The prosecution rested this week after more than a month of
testimony in the case against officials from the OMNI Consortium based
in Houston — Noel Cedro Tolentino; his wife, Angelica Tolentino; and
his mother, Florita Tolentino. The three were indicted on about 40
counts including conspiracy to smuggle aliens, visa fraud and money
laundering.

Officials from several El Paso school districts who hired some Filipino teachers are key players in the trial.

The jury is off for spring break and is scheduled to return March 19 to hear the defense’s case.

The
government’s case against the Tolentinos includes a series of alleged
junkets to the Philippines, all-expenses-paid trips during which school
administrators were expected to offer Filipino candidates teaching jobs
in Texas.

Last week, Ron Ederer, the lawyer for Noel Tolentino, took offense with the government’s assertion that the trips were bribes.

“It’s
like saying I’m going to give you a free trip to Juárez, or worse. To
consider this a bribe is a real stretch,” he said. “It’s almost
embarrassing to be arguing these things.”

Last year, Mario
Aguilar, former superintendent of the Socorro Independent School
District, pleaded guilty to misdemeanor charges of failing to report
gifts, including a trip to China within the trip to the Philippines, to
a public official and was sentenced to one year of probation.

Aguilar’s
wife, Vista Del Sol Elementary School Principal Magdalena Aguilar, was
also sentenced to one year of probation for receiving a gift.

Raye
Lokey, former Ysleta Independent School District associate
superintendent for human resources, was sentenced to six months of
probation for aiding illegal entry.

The defense contends the trips to the Philippines were working trips.

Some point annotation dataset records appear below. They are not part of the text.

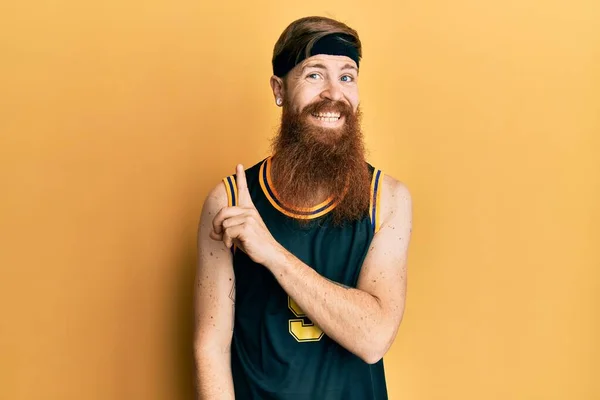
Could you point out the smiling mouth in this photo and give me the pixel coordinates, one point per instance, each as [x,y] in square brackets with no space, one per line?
[327,117]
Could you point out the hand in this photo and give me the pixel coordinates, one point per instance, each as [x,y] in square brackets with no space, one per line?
[243,226]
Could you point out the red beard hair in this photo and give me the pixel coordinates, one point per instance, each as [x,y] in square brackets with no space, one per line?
[310,159]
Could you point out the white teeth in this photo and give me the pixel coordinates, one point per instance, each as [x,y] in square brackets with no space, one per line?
[329,115]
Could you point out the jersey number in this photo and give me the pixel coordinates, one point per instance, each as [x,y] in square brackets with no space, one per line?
[301,329]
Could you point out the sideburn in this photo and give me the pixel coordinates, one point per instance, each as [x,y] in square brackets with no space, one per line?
[310,160]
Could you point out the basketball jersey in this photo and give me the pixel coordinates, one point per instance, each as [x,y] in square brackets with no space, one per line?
[276,351]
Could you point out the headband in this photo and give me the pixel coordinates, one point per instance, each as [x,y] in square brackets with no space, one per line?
[334,44]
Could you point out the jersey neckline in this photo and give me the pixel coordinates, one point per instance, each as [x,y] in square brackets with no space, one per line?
[266,183]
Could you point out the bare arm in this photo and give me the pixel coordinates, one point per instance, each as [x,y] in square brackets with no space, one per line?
[362,320]
[214,306]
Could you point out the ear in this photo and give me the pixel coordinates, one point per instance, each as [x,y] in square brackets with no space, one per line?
[278,89]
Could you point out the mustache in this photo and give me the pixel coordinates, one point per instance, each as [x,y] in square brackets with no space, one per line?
[325,105]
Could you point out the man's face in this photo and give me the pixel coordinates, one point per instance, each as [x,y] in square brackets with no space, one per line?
[325,88]
[320,146]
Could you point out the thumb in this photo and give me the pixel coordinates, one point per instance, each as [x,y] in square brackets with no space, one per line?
[244,198]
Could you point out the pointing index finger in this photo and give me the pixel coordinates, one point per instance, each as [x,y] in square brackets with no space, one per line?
[242,185]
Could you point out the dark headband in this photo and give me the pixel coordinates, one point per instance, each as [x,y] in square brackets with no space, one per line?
[335,44]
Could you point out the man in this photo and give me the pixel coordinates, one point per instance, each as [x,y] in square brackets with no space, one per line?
[301,275]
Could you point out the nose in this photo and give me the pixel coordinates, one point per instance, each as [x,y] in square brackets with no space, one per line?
[333,91]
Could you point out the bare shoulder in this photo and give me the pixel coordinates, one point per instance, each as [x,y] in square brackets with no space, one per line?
[396,200]
[215,201]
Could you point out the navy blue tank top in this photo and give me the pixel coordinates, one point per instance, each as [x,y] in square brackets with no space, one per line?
[276,351]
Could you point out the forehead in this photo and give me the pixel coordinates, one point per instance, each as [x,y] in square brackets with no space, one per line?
[329,61]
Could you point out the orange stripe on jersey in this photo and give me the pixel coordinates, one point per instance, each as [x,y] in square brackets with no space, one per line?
[271,195]
[374,203]
[378,203]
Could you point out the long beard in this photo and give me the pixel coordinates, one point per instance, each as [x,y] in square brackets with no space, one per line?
[310,159]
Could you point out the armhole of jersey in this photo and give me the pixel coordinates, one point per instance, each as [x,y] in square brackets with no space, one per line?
[374,205]
[231,189]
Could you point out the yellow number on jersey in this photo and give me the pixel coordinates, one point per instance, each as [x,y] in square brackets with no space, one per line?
[300,329]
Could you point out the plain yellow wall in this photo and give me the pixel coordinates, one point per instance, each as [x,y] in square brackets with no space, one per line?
[117,117]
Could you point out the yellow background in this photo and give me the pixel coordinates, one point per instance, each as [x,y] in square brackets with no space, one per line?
[117,117]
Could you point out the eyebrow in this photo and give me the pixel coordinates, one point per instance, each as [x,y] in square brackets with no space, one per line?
[321,66]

But prosecutor Bill Lewis said a quid pro quo was involved.

SISD
officials who went on the trip testified that there was an
understanding that each had to sign 10 letters of intent to hire during
the trip. Lewis said the letters were used by OMNI to file I-129
petitions for H-1B work visas in the United States.

But school
districts then scaled down their request for teachers. For example, the
Brownsville Independent School originally wanted to hire 55 teachers
but later said it needed only 19. The government said that instead of
canceling the H-1B application for the unwanted 36 teachers, Tolentino
continued the process.

“The U.S. Embassy in the Philippines issued visas for jobs that did not exist. É That’s fraud,” Lewis said.

The teachers did not know they would end up coming to the United States illegally, Lewis said.

By then they had taken loans to pay the fees OMNI was charging them, about $10,000 a person, according to the indictment.

“Had they known, they would have not come into the United States. Had they known, they wouldn’t have taken loans,” Lewis said.

When
the Brownsville teachers arrived in the United States, Noel Tolentino
took them to job fairs in El Paso, where some of them found employment.
OMNI provided teachers for Socorro, Ysleta, Canutillo and El Paso
independent school districts.

The U.S. attorney’s office has said
that 273 Filipino teachers were brought to the United States during
2002-04 and that fewer than 100 actually had jobs waiting for them.

Noel Tolentino shook his head during some of the prosecutor’s statements and talked animatedly to his lawyer.

Chris Antcliff, the lawyer for Angelica Tolentino, said his client was innocent.

“I do not believe the government established that any teacher came to the U.S. illegally,” Antcliff said.